Pipet, paintbrush, or pen? Choosing a concentration is no easy task, especially freshman year, and the April 2004 report on the Harvard College Curricular Review suggested that the concentration choice deadline be pushed back to the middle of sophomore year in order to allow students to “sample more courses and fields” and “make better-informed choices.” There is much that is right in the curricular review, including suggestions to replace the Core Curriculum with distribution requirements and to implement broad foundational courses. But as faculty of the Department of Engineering and Applied Sciences (DEAS) wrote last week, the current proposal to push back the concentration choice deadline is misguided, and for more reasons than the DEAS faculty delineated.
The professors’ statements, which were circulated among the department by e-mail and obtained by The Crimson, raise the objection that a delay in concentration choice would hinder students’ ability to specialize in their fields of concentration. “This [plan] will not encourage students to do advanced work—the kind of excellent work that makes our graduates the best in the nation, gets them into top graduate schools and in a position to be choice targets in the competition for top jobs and to contribute to science and engineering immediately after graduation,” Gordon McKay Professor of Computer Science Harry R. Lewis ’68 wrote. “We do not see overspecialization as a problem that needs to be addressed.”

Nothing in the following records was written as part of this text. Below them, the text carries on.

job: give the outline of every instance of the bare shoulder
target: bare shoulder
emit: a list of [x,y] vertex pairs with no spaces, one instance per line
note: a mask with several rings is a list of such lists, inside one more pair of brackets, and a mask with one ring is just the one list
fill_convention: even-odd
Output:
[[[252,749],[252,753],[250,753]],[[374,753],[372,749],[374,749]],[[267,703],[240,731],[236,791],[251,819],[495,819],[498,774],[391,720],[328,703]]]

Those who argue for a later declaration date have argued that 12 to 16 concentration requirements sufficiently prepare students who plan to go to graduate school and enter academia, but such requirements unnecessarily force students with broader academic interests and non-academic career goals to dedicate too much coursework to a narrow field. But Harvard is, after all, an academic institution, and its curriculum should focus on providing students with an education oriented in a specific academic direction. The proposed deadline extension compromises the academic integrity of many concentrations, which require the logical, if time-consuming, progression from introductory lectures to more specialized, highly complex courses. Most concentrations will find themselves unhappily constrained by a cap on requirements. As a result, they will be forced to limit not only the number, but also the scope, of their courses.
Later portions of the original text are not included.